You're here for the squash soup recipe. Well, as luck would have it, my dear squashes decided to ripen the very day I was about to leave for Stockholm for a week. (Stockholm rocks, by the way. Special thanks to the Akkurat Pub for brilliant cask conditioned ales, The Delta Saints for a great show at the Akkurat on the day I arrived, and to my brilliant dance partners Julie, Alessandro, and Kristina who made Viveka's party a real hoot! But I digress again...).

ANYWAY, I knew that if I left my squashes in the garden while I was off dancing in Stockholm the squirrels would make them look like this (!) -- as they did with the poor sucker I left out "just to see."

Thankfully I had the presence of mind to harvest them when they looked like this, after which I hid them in the cold room in the basement (with all that beeeeeeer!) to await their fate in the soup pot a week later.

So, on with the recipe (finally!). You'll need 1 potimarron squash (see here to start your own 215 day odessey if they are not at your local store), 3 leeks (or two fat ones), 3 cups of milk, about 3 cups of water, salt, pepper, nutmeg, and for a garnish: a tart apple, some toasted hazelnuts, and a blub of heavy cream.

The first thing to do is give your squash a scrub. It goes in the pot peel and all so you'll want it to be mostly clean. Then hack the thing in half with a cleaver (that comes all the way from China -- but be careful!), scoop out the seeds (save them for next year!), slice it into wedges, and then chop those wedges into little cubes. Phew!

Now get those leeks clean. As you know (or will know soon) leeks are usually full of sand. The coolest way to clean this gunk out is to slice the leek lengthwise almost to the root, and then open the two sides like a book under a running tap to wash the goop out from between the layers.

Once the leeks are clean, chop 'em up!

Put the leeks, squash, milk, and water into a big Dutch oven. Add a good dose of salt, and bring it all to a boil. Then lower the heat and simmer uncovered for about half an hour (until the squash is soft).

Once the squash is cooked, it's time to puree! If you don't have a food processor, this will be no fun, so skip the whole recipe -- OR, if you're already 214 days in, peel the squash before you cook it and use a food mill or potato ricer or some other retro implement to get the job done. The peeling will be key though, since without those whirring Moulinex blades, your hopes of rendering the peel edible will be dashed. (I sure hope you read the whole recipe first like you're supposed to.) Puree in batches so the food processor doesn't overflow (never, ever, fun).

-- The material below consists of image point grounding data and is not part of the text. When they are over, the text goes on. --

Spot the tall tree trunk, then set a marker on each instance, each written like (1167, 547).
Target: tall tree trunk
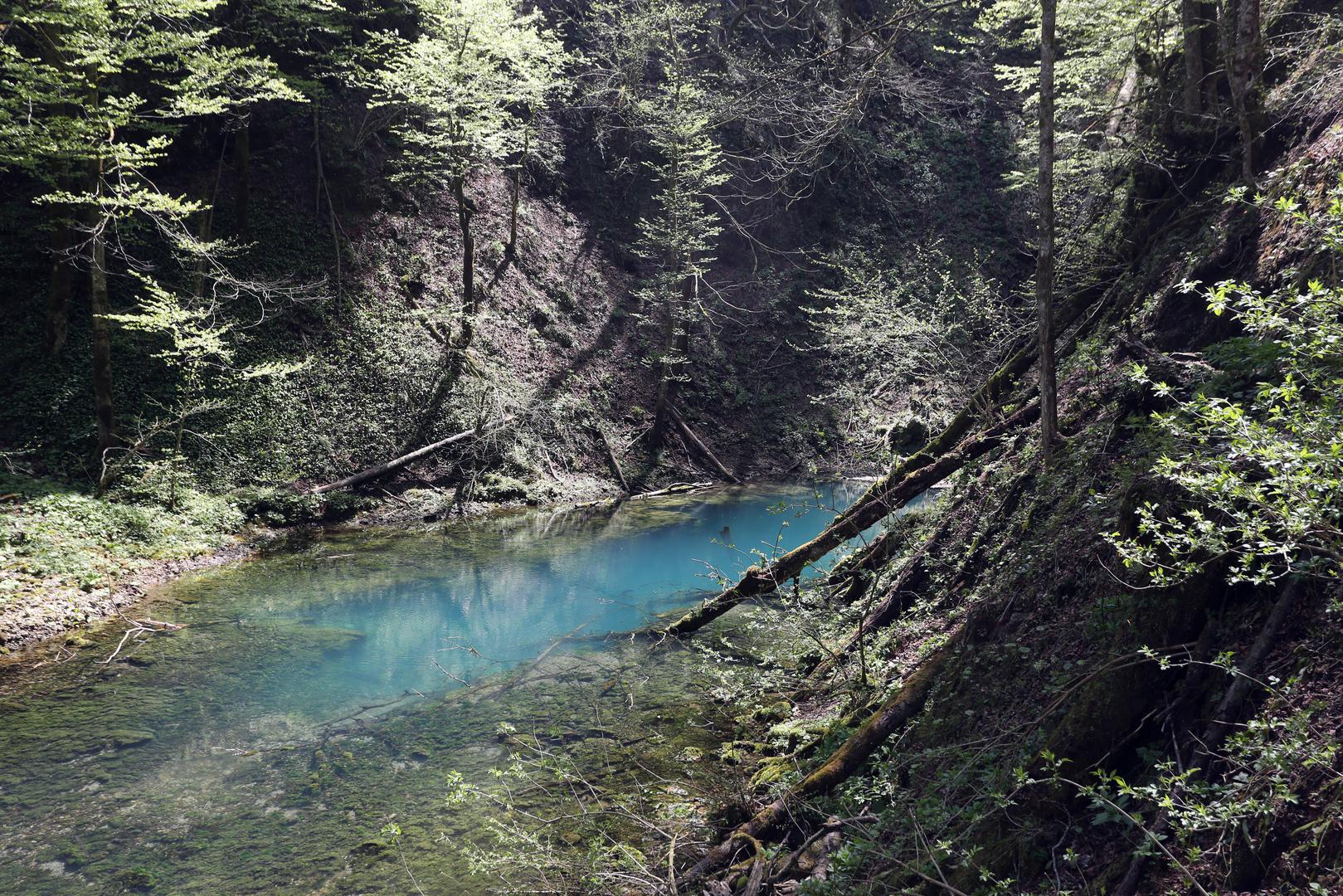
(1191, 26)
(465, 210)
(1045, 254)
(673, 342)
(511, 250)
(242, 180)
(1245, 63)
(101, 334)
(60, 288)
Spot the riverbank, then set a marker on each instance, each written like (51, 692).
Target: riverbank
(69, 559)
(377, 705)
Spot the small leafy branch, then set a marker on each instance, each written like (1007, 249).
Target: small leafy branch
(1264, 473)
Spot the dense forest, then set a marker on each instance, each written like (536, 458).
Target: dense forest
(1054, 286)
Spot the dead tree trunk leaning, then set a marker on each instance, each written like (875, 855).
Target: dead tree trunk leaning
(698, 446)
(1191, 26)
(383, 469)
(61, 286)
(1045, 253)
(1245, 62)
(100, 306)
(898, 488)
(610, 455)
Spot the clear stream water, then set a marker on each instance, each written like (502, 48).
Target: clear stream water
(319, 691)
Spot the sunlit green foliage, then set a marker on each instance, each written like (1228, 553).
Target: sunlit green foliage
(922, 331)
(1262, 473)
(469, 86)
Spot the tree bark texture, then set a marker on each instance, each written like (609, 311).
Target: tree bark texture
(1045, 251)
(891, 494)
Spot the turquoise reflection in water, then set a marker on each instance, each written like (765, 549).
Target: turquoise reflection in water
(442, 609)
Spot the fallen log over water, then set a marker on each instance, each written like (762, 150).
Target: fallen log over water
(898, 488)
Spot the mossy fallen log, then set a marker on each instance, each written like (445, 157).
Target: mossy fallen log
(892, 492)
(842, 763)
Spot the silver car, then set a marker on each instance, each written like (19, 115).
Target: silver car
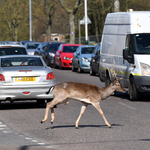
(31, 47)
(24, 77)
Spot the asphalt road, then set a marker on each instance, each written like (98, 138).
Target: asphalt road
(20, 126)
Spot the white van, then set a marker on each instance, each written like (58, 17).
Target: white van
(125, 45)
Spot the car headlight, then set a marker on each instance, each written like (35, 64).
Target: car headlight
(52, 54)
(85, 59)
(67, 58)
(145, 69)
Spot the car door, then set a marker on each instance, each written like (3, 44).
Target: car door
(96, 57)
(58, 55)
(42, 51)
(76, 58)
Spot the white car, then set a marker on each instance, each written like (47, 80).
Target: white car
(12, 49)
(24, 77)
(31, 47)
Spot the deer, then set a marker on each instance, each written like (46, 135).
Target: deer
(87, 94)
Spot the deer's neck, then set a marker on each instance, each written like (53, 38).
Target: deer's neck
(107, 91)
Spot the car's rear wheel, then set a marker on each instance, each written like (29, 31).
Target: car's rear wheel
(79, 68)
(55, 66)
(40, 101)
(73, 68)
(91, 71)
(107, 80)
(60, 65)
(133, 93)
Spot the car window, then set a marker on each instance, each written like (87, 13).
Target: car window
(87, 50)
(95, 49)
(13, 51)
(97, 52)
(32, 46)
(21, 61)
(69, 49)
(53, 47)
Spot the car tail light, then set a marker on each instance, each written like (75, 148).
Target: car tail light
(26, 93)
(2, 78)
(50, 76)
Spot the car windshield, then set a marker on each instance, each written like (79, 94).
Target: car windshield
(69, 49)
(87, 50)
(53, 47)
(32, 46)
(21, 61)
(12, 51)
(142, 42)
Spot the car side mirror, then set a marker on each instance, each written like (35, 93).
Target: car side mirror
(126, 56)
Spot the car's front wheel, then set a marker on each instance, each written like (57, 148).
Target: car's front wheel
(91, 71)
(133, 93)
(79, 69)
(60, 65)
(73, 68)
(40, 101)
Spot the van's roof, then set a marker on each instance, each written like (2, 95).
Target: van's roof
(127, 17)
(137, 21)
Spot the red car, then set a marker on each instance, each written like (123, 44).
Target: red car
(64, 55)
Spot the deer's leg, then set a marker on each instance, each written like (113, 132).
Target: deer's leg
(80, 115)
(51, 104)
(52, 115)
(97, 106)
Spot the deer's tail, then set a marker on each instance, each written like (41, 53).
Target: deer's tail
(50, 89)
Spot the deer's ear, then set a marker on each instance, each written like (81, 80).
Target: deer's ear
(114, 81)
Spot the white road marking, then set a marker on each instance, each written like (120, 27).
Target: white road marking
(126, 105)
(6, 130)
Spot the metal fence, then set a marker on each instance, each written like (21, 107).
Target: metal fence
(93, 39)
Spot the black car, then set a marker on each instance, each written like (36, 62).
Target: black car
(48, 52)
(94, 64)
(38, 49)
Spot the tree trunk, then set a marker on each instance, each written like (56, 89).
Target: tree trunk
(48, 29)
(72, 28)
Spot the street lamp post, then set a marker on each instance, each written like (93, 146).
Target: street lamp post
(86, 24)
(30, 19)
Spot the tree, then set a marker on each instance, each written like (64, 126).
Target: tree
(47, 9)
(71, 8)
(12, 16)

Now is a good time to switch pots, since you need a place to put the puree. At this point you can decide if you want to thin the soup with a little more milk -- totally personal preference here.

Season with nutmeg (however much you think is reasonable) and add some salt and pepper if a taste makes you think it's deficient. Then heat it up again in the nice clean pot.

While it's heating, get your garnishes ready.

Toast some hazelnuts in a skillet.Then chop 'em up.

Chop an apple nice and fine.

And serve! Put the apple and nuts in the bottom of your soup bowls, ladle in the soup, and drizzle with a little cream. Looks great, tastes great, and was almost worth the 215 day wait! :D Bon appetit! And special thanks to Dorie Greenspan whose recipe got this whole ball rolling so many days ago!

1 comment:

  1. Brilliant. Trying this one this week. You clean your leaks the same way my grandmother taught me to clean mine. Great minds and all.